NASA atmospheric scientists had an unexpected chance to study a curious phenomenon called "thundersnow" when a recent storm unleashed right over their heads.
A February 24 report from NASA Science News tells how a freakish thundersnow, a 50-mile long lightning bolt, and almost a dozen gravity waves hit Huntsville, Alabama, on the evening of January 9th.
"This incredible storm rolled right over the National Space Science and Technology Center where we work," says one of the NASA atmospheric scientists, Kevin Knupp. "What luck!"
It was a once-in-a-lifetime scene for anyone lucky enough to see it, but especially enthralling to scientists seeking the keys to nature's unique displays of power. Walt Petersen and Knupp, with the help of graduate students from the University of Alabama-Huntsville, had their research equipment primed and ready.
Whereas snowstorms usually slip in silently, with soft snowflakes drifting noiselessly to Earth, this Alabama snowstorm swept in with the fanfare of lightning and the growl of thunder.

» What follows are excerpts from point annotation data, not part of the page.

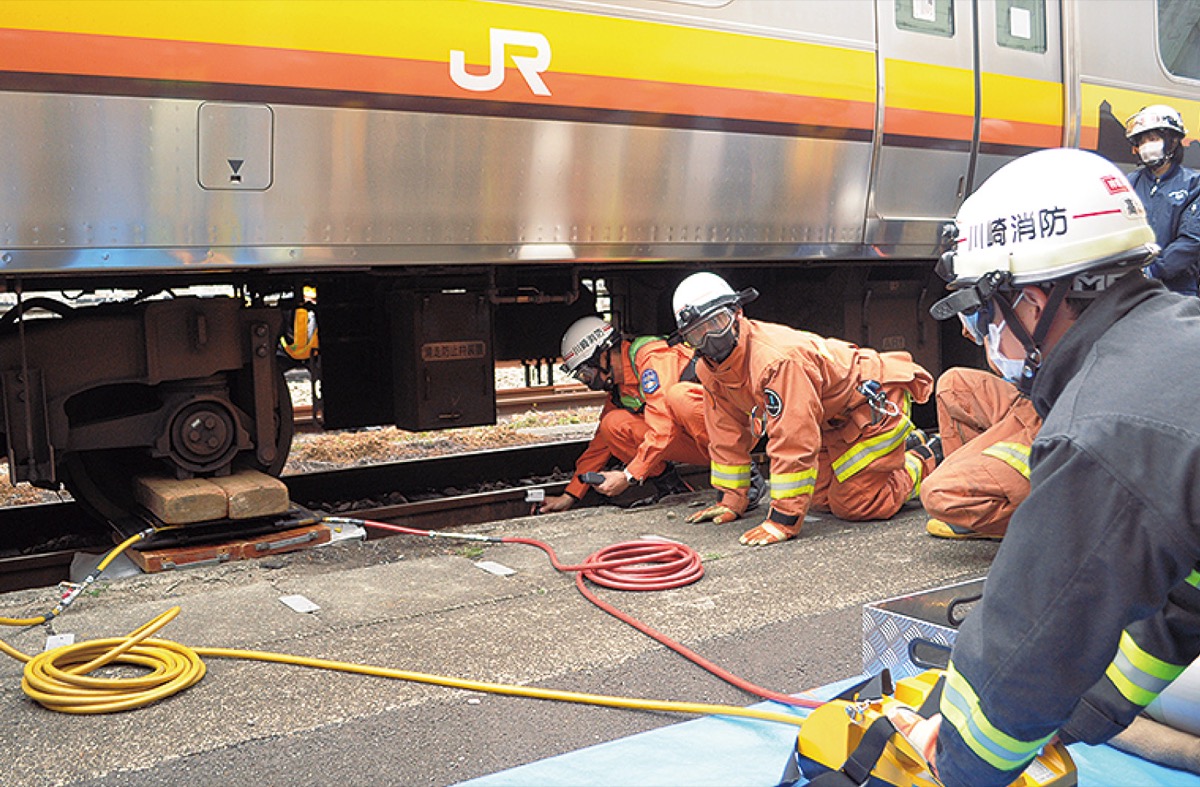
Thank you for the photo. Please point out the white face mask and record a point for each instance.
(1151, 151)
(1009, 368)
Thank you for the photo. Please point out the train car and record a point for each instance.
(456, 180)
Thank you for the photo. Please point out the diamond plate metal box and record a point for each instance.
(911, 634)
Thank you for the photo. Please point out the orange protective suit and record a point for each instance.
(654, 418)
(987, 428)
(823, 450)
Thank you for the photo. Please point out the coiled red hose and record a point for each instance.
(630, 565)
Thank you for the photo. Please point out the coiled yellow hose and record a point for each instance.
(60, 679)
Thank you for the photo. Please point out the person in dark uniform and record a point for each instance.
(1092, 604)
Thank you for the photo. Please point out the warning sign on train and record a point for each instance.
(453, 350)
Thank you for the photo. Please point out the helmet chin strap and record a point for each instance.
(1032, 344)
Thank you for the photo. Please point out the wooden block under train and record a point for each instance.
(245, 494)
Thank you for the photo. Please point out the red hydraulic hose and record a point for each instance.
(630, 565)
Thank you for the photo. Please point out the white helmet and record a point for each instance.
(1048, 215)
(700, 295)
(583, 340)
(1155, 118)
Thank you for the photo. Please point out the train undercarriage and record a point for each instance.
(162, 382)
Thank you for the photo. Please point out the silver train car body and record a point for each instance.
(455, 176)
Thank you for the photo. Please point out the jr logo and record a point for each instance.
(529, 67)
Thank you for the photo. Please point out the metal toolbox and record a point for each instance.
(913, 632)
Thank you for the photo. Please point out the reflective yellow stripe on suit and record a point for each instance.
(1015, 455)
(1139, 676)
(730, 476)
(791, 485)
(863, 452)
(960, 707)
(916, 469)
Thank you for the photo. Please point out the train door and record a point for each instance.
(927, 118)
(965, 88)
(1023, 102)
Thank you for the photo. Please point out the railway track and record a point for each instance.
(509, 401)
(37, 542)
(430, 493)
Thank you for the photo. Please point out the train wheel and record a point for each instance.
(102, 481)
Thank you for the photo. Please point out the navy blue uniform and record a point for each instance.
(1173, 209)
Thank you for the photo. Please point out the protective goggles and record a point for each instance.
(977, 322)
(714, 324)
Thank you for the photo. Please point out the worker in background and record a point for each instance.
(1170, 193)
(985, 427)
(654, 415)
(835, 415)
(1092, 605)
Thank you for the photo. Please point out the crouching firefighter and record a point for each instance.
(835, 415)
(1092, 605)
(654, 416)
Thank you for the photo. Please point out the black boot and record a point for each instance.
(757, 486)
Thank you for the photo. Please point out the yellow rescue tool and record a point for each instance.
(841, 744)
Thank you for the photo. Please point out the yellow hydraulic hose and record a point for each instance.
(59, 679)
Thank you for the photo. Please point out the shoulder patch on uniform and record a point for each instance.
(774, 402)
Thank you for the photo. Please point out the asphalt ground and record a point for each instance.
(786, 617)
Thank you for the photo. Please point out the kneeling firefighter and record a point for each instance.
(654, 415)
(1092, 604)
(835, 415)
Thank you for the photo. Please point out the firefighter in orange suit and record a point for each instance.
(985, 427)
(654, 415)
(835, 415)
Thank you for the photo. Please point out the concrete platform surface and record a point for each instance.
(786, 617)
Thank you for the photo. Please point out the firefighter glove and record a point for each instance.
(718, 514)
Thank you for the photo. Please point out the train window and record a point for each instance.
(1021, 24)
(935, 17)
(1179, 36)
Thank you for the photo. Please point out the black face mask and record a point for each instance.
(718, 347)
(597, 377)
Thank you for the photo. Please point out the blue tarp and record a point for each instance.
(732, 751)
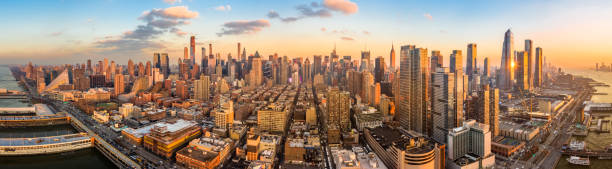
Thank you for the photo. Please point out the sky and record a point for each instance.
(572, 33)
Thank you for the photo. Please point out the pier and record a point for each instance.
(44, 145)
(118, 158)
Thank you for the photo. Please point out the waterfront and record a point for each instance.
(85, 158)
(594, 141)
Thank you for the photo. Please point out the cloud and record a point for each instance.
(172, 2)
(320, 10)
(243, 27)
(428, 16)
(144, 36)
(345, 6)
(310, 11)
(55, 34)
(347, 38)
(223, 8)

Eyewitness Steve Coulter described the night's events: "It was as if a wizard was hurling lightning behind a huge white curtain. The flashes, muted inside thick, low hanging clouds, glowed purplish blue, like light through a prism. And then the thunder rumbled deep and low. This was one of the most beautiful things I've ever experienced.'"
From his at-home workstation, Petersen can monitor lightning detector networks and control radars, which he used to measure and record the storm. But when the storm first hit his response was a little less scientific: "I was so excited that I ran outside in my house slippers to take pictures," he recalls. "My first thought was, 'excellent, a bonus!'"

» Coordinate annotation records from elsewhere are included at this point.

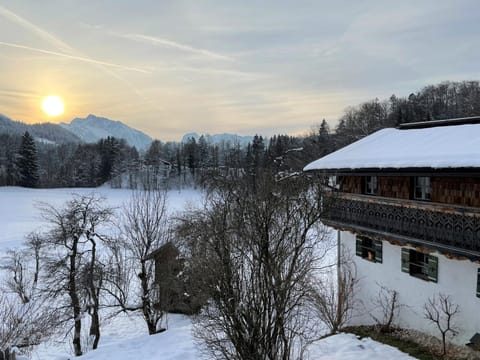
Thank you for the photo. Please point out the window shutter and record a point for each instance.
(478, 283)
(378, 251)
(432, 268)
(358, 249)
(406, 260)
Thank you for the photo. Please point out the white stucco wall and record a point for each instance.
(457, 278)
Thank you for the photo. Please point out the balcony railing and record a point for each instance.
(444, 226)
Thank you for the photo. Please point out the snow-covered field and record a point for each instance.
(125, 336)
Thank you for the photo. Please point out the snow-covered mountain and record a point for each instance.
(46, 132)
(219, 138)
(93, 128)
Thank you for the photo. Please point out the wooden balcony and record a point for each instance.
(448, 228)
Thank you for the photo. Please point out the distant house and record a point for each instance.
(171, 287)
(407, 206)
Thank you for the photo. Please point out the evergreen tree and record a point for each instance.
(27, 162)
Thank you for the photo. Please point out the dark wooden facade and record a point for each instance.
(449, 221)
(444, 189)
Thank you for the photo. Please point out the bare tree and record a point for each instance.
(70, 259)
(23, 324)
(23, 267)
(254, 254)
(388, 306)
(333, 296)
(441, 311)
(144, 227)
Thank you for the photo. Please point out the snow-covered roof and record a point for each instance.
(440, 147)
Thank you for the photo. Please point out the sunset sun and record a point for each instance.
(53, 105)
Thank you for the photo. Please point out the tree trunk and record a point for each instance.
(146, 302)
(72, 285)
(95, 324)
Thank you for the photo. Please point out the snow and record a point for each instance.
(125, 336)
(349, 347)
(437, 147)
(19, 215)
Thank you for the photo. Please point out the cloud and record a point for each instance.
(59, 44)
(74, 57)
(173, 45)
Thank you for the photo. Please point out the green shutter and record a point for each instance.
(478, 283)
(406, 260)
(359, 247)
(377, 244)
(432, 268)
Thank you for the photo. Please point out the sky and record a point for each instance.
(214, 66)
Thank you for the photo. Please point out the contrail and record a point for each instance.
(174, 45)
(35, 29)
(74, 57)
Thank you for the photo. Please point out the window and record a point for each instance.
(370, 185)
(420, 265)
(369, 249)
(422, 188)
(478, 283)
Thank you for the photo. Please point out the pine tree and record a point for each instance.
(27, 162)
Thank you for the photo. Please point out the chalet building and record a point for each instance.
(406, 204)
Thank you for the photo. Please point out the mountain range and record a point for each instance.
(219, 138)
(93, 128)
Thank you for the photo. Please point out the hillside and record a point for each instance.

Petersen explains why this snowstorm acted like a thunderstorm: "You rarely have lightning in a snowstorm. But in this case, some unique conditions set the stage for it. Moist air at the bottom of the storm was lifted up, rapidly forming snow and ice. Some of the snow even grew in pellet forms called 'graupel.'"

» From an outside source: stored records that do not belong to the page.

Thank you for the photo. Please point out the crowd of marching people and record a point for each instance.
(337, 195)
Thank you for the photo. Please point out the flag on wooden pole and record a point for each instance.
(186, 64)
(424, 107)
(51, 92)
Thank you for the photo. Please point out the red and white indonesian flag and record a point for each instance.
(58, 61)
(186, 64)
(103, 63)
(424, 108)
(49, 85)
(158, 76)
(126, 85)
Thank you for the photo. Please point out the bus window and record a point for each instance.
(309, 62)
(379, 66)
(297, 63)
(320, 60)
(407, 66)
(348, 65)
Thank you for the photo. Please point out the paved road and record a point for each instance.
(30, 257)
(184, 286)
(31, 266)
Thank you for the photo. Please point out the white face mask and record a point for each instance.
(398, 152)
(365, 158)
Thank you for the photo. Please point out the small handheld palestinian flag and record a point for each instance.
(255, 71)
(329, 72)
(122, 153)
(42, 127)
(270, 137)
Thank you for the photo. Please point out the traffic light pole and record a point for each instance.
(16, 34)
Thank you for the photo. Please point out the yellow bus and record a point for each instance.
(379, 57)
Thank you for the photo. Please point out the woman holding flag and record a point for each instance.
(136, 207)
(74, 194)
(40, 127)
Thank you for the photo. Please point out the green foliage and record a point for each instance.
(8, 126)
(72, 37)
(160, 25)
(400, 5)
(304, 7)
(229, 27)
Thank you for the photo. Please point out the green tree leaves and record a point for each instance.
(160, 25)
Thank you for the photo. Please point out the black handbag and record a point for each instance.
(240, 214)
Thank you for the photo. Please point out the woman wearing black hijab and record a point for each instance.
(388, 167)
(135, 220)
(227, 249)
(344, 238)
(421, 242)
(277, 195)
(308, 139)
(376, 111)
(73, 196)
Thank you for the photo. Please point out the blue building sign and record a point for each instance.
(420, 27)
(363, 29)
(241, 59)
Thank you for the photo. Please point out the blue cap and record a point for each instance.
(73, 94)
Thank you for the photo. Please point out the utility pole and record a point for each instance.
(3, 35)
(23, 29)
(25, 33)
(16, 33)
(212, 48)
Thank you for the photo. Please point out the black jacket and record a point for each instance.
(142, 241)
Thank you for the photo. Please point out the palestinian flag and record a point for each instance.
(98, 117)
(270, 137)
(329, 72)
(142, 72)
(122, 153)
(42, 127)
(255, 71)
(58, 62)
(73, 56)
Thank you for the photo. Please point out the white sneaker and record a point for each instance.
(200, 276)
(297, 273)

Snowflakes and ice pellets of different sizes ascended at different rates--and they began to exchange charges. The process isn't fully understood, but it could be a result of particles rubbing together (like wool socks on carpet). As the cloud charged up, it began to act less like an ordinary winter snowstorm and more like a summer thunderstorm.
It's no coincidence that the thundersnow was accompanied by massive roller coasters of air known as gravity waves. These waves are similar to waves in the ocean, but roll through the air instead of water.
"There was a nearly constant, uniform progression of gravity waves, starting at Monte Sano, a small mountain a few miles east of us, and moving westward, right over our building," says Knupp, who spent most of the storm's duration with his eyes riveted on instrument displays inside the team's mobile X-band radar van. "An easterly flow of air on the other side of the mountain ridge bumped into and was pushed over Monte Sano, forming 11 separate waves, about one per hour."
He believes the clockwork up and down motion of the waves created variations in the updrafts responsible for the heavy snow, leading to the charge separation that generated lightning.